Go to the Fountain and Drink!

 

The Arabic word for prayer is 'al wird', which literally means 'to go to the fountain and drink'. The mystics say, in prayer we bring together the two poles of our being. The limited part of our personality, our everyday-ego, tries to come into contact with the unlimited part - that part which sometimes is called 'higher self', sometimes simply 'self' or the 'unconscious', sometimes 'God'. God needs us to be realized and to take on form in this world. And the Sufis emphasize that the longing for an encounter with the Divine is an important precondition for this meeting of the two poles.

This longing is not self-evident, but grace. Suhrawardi for example does not ask for 'union with God' in his 'Daily Prayer of Reference to the Highest', but he says, „I ask you to give me longing to meet you.“ Likewise Jelaluddin Rumi says in the poem which stands on top of my homepage, „Spend less time seeking water and acquire thirst!

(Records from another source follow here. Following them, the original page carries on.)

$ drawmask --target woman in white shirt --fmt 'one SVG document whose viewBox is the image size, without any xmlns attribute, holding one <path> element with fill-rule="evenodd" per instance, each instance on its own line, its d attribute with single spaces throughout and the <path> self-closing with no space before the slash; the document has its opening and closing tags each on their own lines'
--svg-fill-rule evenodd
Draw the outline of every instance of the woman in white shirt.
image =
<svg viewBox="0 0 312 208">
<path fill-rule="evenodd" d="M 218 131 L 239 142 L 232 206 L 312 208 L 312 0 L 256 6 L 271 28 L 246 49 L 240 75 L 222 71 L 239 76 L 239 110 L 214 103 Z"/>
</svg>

Then water will gush from above and below.“ Again - it is the seeking which matters. Then the finding follows of its own volition.

 

Let's Call it Our Ideal  

Another important aspect of prayer is invocation, says Pir Zia Inayat Khan in his paper "The Five aspects of Prayer and the Five Elements", and he quotes the saint Ali who said, 'Pray to God as if you see God.' But what does it mean to 'see' God? What is God? What is it, that we believe in? There are as many definitions of God as there are people. Every person has her/his own path to God, and this path is her/his ideal.

We could not live in this world without an ideal - we would be broken. When Hazrat Ali speaks of praying to God as if you see God, it is to bring that ideal from the abstract realm of conjecture into one's lived reality. And the ideal of a person, continues Pir Zia, is always precisely what that person needs to develop in himself or herself. This changes at different times in one's life, and so changes our God ideal.

Hazrat Inayat Khan says, 'God is what is needed to complete oneself.' And so each of us is a 'work in progress'. There are qualities that belong to our being but are not yet adequately expressed in our life and are struggling to be born. They are brought to our attention in the form of our ideal, and in life we are attracted to people who manifest this ideal in a way that we are not yet able to manifest. That person then becomes a mirror in which our true self sees itself. 

Invocation means, to live with that quality of being just as you would live with another person, and to experience how this quality becomes important and vivid in your life.